09 May, 2013

Saying ‘yes’  on constitutional recognition will offer funding security for local c

City of Adelaide Lord Mayor, Stephen Yarwood has praised the announcement by Prime Minister, Julia Gillard of a 14th September referendum to bring about recognition of Local Government in the Australian Constitution.

“When Australians go to the polls in September, they will also have the chance to say ‘yes’ in a referendum that’s all about protecting important Federal funding that reaches people on the ground, right here in our local communities,” Stephen said.

“In practical terms, we’re talking about Federal funds that help construct safer local roads, deliver real financial support for our local sporting clubs, that make our community centres more energy efficient and provide improvements to key facilities like libraries for our kids,” he said.

“The idea of a referendum on constitutional recognition for Local Government might sound complex, but in simple terms what we are asking people to say ‘yes’ to is formalising an arrangement for the Federal Government to directly fund local councils and protect key outcomes delivered to our communities,” he added.

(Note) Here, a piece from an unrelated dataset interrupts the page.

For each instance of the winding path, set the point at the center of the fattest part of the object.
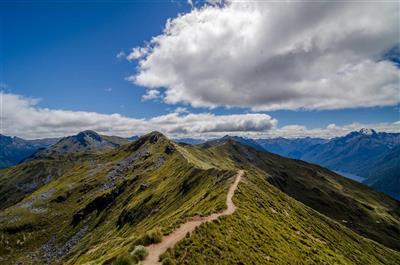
(169, 241)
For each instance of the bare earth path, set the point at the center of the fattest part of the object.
(169, 241)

President of the Local Government Association and Mayor of the City of Prospect, David O’Loughlin, highlighted the importance of the referendum question succeeding on the 14th September.

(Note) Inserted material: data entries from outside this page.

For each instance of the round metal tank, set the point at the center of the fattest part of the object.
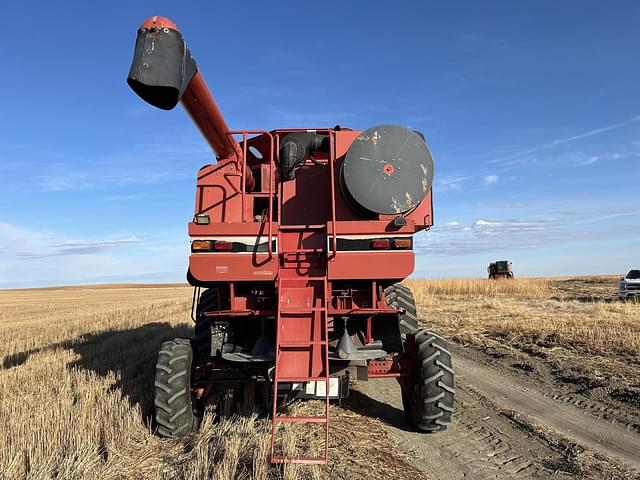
(387, 170)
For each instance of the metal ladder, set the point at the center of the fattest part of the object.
(302, 347)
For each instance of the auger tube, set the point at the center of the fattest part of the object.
(163, 72)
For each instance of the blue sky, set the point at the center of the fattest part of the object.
(531, 110)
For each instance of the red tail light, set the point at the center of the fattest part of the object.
(402, 243)
(380, 244)
(223, 246)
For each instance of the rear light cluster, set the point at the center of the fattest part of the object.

“Saying ‘yes’ at the referendum will give your local council the certainty it needs to unquestionably receive funding through Federal programs like Roads to Recovery and the Regional & Local Community Infrastructure Program without the risk of High Court challenge, which has happened recently,” he said.

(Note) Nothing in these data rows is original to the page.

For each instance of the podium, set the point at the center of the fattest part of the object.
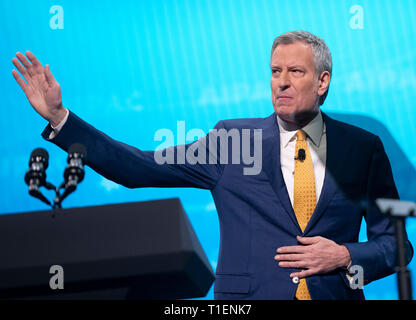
(138, 250)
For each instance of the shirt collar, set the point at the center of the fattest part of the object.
(314, 130)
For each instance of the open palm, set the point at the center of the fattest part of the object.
(41, 89)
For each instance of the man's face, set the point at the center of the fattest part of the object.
(295, 85)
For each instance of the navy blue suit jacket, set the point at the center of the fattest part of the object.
(255, 213)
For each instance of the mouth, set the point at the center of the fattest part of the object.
(283, 98)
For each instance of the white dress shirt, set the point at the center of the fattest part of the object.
(316, 141)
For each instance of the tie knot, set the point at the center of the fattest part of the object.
(301, 135)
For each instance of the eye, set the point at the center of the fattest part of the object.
(297, 72)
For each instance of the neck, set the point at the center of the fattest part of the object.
(298, 121)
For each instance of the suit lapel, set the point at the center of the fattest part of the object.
(271, 165)
(334, 149)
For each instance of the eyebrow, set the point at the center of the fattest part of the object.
(290, 67)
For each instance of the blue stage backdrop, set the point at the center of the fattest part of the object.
(133, 67)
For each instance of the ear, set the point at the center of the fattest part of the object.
(323, 82)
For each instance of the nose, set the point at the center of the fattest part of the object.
(284, 82)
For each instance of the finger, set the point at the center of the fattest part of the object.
(308, 240)
(24, 61)
(20, 81)
(293, 264)
(21, 69)
(291, 249)
(49, 76)
(33, 59)
(304, 273)
(289, 257)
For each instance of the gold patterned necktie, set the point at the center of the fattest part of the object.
(304, 197)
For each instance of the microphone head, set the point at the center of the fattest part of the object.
(78, 148)
(39, 154)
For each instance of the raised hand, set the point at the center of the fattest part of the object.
(41, 89)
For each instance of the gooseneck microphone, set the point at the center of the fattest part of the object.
(301, 155)
(74, 172)
(35, 177)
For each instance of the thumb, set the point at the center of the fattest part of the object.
(49, 77)
(307, 240)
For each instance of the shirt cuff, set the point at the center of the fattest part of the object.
(55, 130)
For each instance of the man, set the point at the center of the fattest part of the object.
(291, 231)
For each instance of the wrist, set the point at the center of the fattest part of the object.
(58, 117)
(344, 256)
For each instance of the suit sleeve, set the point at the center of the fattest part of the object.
(134, 168)
(378, 255)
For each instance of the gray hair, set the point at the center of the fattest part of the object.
(321, 54)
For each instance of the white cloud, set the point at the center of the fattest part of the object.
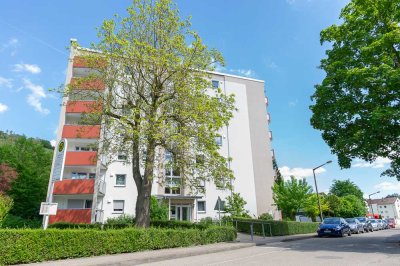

There have been two recent High Court decisions that have fundamentally questioned the power of the Commonwealth to provide direct funding to local councils, funding that has been in place ever since the Roads to Recovery program was initiated by the Howard Government.

“Tony Abbott supports this, Barnaby Joyce supports it, Christine Milne supports it, the Independents support it and so does the Government. If it was your road or your kid's sporting club or your new library at risk, you'd support it too. And you should, because that is exactly what’s at risk," Mayor O’Loughlin added.

Felicity-ann Lewis, Australian Local Government Association (ALGA) President and Mayor of the City of Marion points out that saying ‘yes’ at the referendum will not change the legislative relationship that exists between the State and Local Governments.

“Councils will remain in the legislative jurisdiction of the State Governments and what’s proposed as part of the referendum question makes this very clear. This is not about watering down the State’s powers in relation to councils,” Ms Lewis said.

“It’s also important to note this referendum question is about removing uncertainty for critical funding for local infrastructure and services that we all use and enjoy in our local suburb,” she added.

“ALGA research shows that more than 50 per cent of the Australian population is supportive of constitutional recognition of councils, which means we have a substantial base of community support to build on in the lead up to the referendum,” she said.

Final recommendations of both the Expert Panel on Constitutional Recognition of Local Government and the Federal Parliamentary Joint Select Committee on Constitutional Recognition of Local Government supported and endorsed a 2013 constitutional recognition referendum.